An Ulverstone family is desperately fundraising for accommodation costs in Hobart after a 25-year-old woman was left fighting for her life following a routine keyhole surgery that went catastrophically wrong.
Olivia Kelly, a singer, model and vintage clothing business owner was admitted to North West Regional Hospital in Burnie on Sunday for keyhole surgery to remove a cyst on her ovary.
During the procedure, her aorta – the main artery in her abdomen – was severed.
Kelly was rushed into emergency surgery to stop internal bleeding that needed eight blood transfusions.

She was then airlifted to the Royal Hobart Hospital, where she underwent another major surgery to repair the damaged artery after losing blood flow from her belly button down.
Surgeons had to cut her open again to relieve pressure and save her limbs, requiring a further four transfusions.

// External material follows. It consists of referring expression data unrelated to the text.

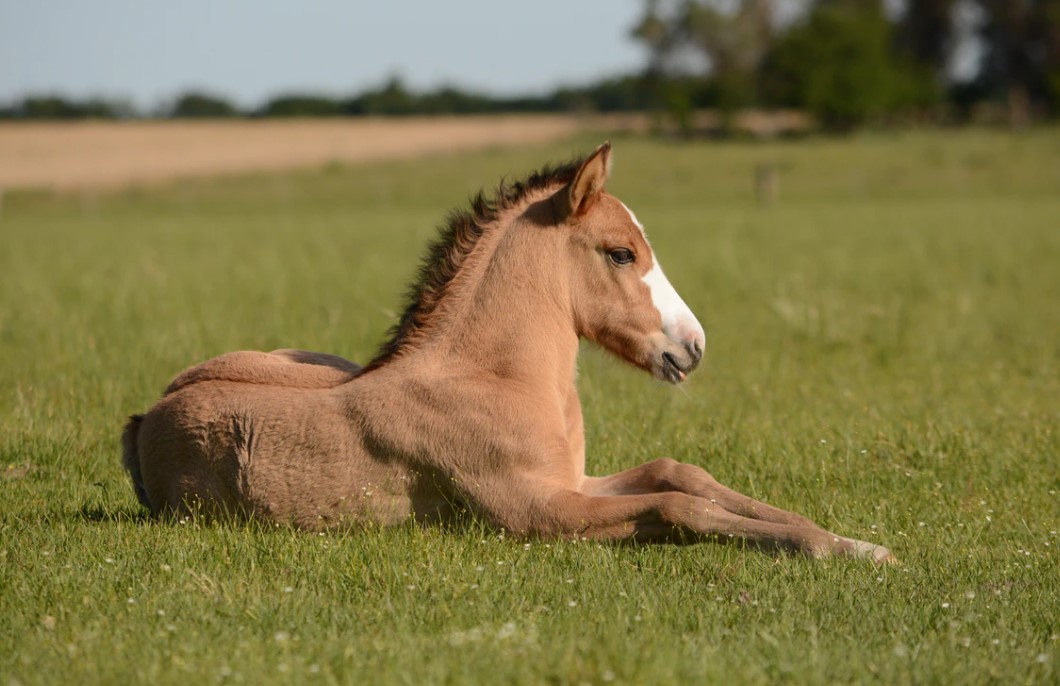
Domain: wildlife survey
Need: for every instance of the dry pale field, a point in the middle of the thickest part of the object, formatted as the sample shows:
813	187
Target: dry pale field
100	155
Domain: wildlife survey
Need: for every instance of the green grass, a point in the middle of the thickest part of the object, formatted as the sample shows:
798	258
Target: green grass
883	349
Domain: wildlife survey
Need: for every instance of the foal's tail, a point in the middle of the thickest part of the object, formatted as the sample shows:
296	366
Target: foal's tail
130	458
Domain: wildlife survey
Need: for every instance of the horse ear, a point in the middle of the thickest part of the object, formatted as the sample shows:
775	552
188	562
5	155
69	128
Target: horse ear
588	181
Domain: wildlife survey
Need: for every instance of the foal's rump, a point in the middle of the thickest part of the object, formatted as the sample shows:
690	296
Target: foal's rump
285	368
280	454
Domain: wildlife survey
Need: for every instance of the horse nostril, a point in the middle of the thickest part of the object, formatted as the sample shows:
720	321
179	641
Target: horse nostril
694	348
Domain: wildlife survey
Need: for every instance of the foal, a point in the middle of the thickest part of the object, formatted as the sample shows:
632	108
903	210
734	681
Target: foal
472	404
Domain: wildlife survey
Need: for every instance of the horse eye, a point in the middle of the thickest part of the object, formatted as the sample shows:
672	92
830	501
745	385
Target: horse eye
620	256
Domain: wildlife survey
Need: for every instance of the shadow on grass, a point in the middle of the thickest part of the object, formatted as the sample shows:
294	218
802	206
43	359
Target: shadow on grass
100	513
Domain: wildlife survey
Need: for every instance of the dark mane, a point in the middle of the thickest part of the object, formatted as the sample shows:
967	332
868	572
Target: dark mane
456	239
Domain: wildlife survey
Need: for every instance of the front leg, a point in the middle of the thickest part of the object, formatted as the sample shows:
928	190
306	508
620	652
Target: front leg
537	509
667	475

Kelly is now in a medically induced coma on life support in the ICU.
Her sister Amy Cowmeadow has set up a GoFundMe page to help their mother Melainne Kelly and Olivia’s fiancé stay in Hobart while she recovers.
Cowmeadow told Pulse accommodation costs are a major burden.
“Even a bed in a dorm … is more expensive than $76 a night,” she said, referring to the nightly reimbursement their mother can claim through the patient transport scheme.

“[It’s been] horrible,” Cowmeadow said of the ordeal.
“Not a nice thing seeing your sister like that.”
She said the family has been by Kelly’s side, playing her favourite music and holding her hand.
“You just hope that she’d be able to hear us in a way,” she said.

Melainne Kelly said the experience had been “very shocking” and doctors expect her daughter to remain in hospital for at least another 10 days.
“She’s also gonna need … ongoing support,” she said.
Cowmeadow said her sister would likely need physiotherapy and faces lifelong scarring.
“We don’t even know what she’s gonna be like when she wakes up,” she said.
Kelly appeared on The Voice in 2020 and runs a vintage clothing shop at the Penguin Undercover Market.
The GoFundMe has already raised more than $8,000.
“We’re just so grateful for people,” Cowmeadow said.